Despite this disconnect, we still need resources, and it is the business owners who control how those resources are allocated. It’s essential to put our best foot forward and attempt to communicate in a language that they will understand.

As security experts, we take a highly technical view in how we approach our needs, but a technical case is going to fly over most executives’ heads. They don’t think in terms of failover clusters or indicators of compromise—they think in terms of return on investment and bottom line results.

When we see a security issue, pointing it out as such isn’t enough—leadership is likely willing to roll the dice when they don’t properly understand the stakes. Your job in securing funding is to express the repercussions of exposure in the language of business. To help them comprehend the stakes of not investing in security.

To do this, we only have to follow the effects of a breach to their logical conclusion.

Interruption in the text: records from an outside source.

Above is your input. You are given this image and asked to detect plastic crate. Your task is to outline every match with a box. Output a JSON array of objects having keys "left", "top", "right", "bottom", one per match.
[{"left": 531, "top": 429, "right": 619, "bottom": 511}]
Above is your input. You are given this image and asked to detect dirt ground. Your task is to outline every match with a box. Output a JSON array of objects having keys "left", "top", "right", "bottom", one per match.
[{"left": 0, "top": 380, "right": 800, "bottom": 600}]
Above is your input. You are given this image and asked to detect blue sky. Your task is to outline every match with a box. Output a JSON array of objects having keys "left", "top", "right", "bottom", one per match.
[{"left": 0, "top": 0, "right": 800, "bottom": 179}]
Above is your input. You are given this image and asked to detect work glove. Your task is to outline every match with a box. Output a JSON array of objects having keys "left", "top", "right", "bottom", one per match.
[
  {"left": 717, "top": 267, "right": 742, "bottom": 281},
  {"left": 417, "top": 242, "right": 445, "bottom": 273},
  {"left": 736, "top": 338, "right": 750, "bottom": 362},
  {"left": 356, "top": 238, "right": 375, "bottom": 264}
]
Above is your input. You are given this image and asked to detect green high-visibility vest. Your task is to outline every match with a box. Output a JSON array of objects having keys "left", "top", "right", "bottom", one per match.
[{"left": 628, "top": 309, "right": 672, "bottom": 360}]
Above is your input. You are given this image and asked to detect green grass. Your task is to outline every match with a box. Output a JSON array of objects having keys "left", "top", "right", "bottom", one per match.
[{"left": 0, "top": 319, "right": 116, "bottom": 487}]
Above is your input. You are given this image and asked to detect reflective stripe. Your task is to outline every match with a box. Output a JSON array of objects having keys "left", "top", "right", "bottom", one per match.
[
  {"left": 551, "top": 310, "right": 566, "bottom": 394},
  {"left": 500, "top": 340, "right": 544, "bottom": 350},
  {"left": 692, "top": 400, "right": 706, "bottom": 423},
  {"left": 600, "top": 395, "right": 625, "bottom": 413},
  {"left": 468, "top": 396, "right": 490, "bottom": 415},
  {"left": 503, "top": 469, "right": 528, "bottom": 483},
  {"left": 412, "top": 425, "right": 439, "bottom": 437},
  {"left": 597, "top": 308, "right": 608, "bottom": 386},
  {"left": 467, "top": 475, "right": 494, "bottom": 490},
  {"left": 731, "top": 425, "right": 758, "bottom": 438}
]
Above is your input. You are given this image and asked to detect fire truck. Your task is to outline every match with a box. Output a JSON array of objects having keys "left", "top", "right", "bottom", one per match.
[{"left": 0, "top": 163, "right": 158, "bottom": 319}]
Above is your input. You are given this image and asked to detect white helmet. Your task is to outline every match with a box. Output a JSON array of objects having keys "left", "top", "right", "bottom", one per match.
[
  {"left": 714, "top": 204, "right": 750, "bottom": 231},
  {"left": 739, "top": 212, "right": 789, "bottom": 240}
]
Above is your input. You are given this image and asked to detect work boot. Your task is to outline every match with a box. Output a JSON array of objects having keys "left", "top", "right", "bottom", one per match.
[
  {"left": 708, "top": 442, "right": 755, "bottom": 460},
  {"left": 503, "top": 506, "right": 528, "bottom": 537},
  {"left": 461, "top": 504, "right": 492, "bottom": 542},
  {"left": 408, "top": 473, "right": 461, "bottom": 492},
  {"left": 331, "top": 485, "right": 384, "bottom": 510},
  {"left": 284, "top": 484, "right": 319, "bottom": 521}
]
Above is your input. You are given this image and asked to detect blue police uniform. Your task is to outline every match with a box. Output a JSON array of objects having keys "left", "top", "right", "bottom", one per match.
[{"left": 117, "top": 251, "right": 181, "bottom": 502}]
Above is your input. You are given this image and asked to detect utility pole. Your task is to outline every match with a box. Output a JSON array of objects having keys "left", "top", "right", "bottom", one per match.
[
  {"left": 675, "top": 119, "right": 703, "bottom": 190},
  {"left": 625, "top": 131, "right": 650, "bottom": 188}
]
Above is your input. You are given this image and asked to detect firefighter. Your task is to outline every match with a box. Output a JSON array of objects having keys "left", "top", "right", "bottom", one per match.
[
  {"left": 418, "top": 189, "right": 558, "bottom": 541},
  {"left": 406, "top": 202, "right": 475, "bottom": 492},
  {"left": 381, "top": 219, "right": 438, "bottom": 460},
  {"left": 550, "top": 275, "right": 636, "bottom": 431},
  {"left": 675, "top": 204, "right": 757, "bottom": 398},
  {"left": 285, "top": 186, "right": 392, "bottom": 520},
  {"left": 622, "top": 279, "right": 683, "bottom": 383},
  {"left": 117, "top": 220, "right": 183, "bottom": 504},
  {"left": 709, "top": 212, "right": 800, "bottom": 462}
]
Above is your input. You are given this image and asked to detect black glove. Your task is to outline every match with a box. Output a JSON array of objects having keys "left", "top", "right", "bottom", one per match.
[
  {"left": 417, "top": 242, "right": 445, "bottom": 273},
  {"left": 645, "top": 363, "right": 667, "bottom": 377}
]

A data breach means lost reputation, lost customers and the high threat of litigation—things any business owner worth their salt will recognize as entirely incompatible with their goals.

So, the most effective way to secure funding for security needs is to demonstrate why they are needs. Regulatory compliance is a great starting point, but it’s your job as a security expert to communicate how compliance is only a small part of security. A business’ health directly relies upon the security of its information, and the quicker you can get leadership to understand that—and make your case for the security paradigm you believe is best—the quicker you can have the resources necessary to truly protect your information.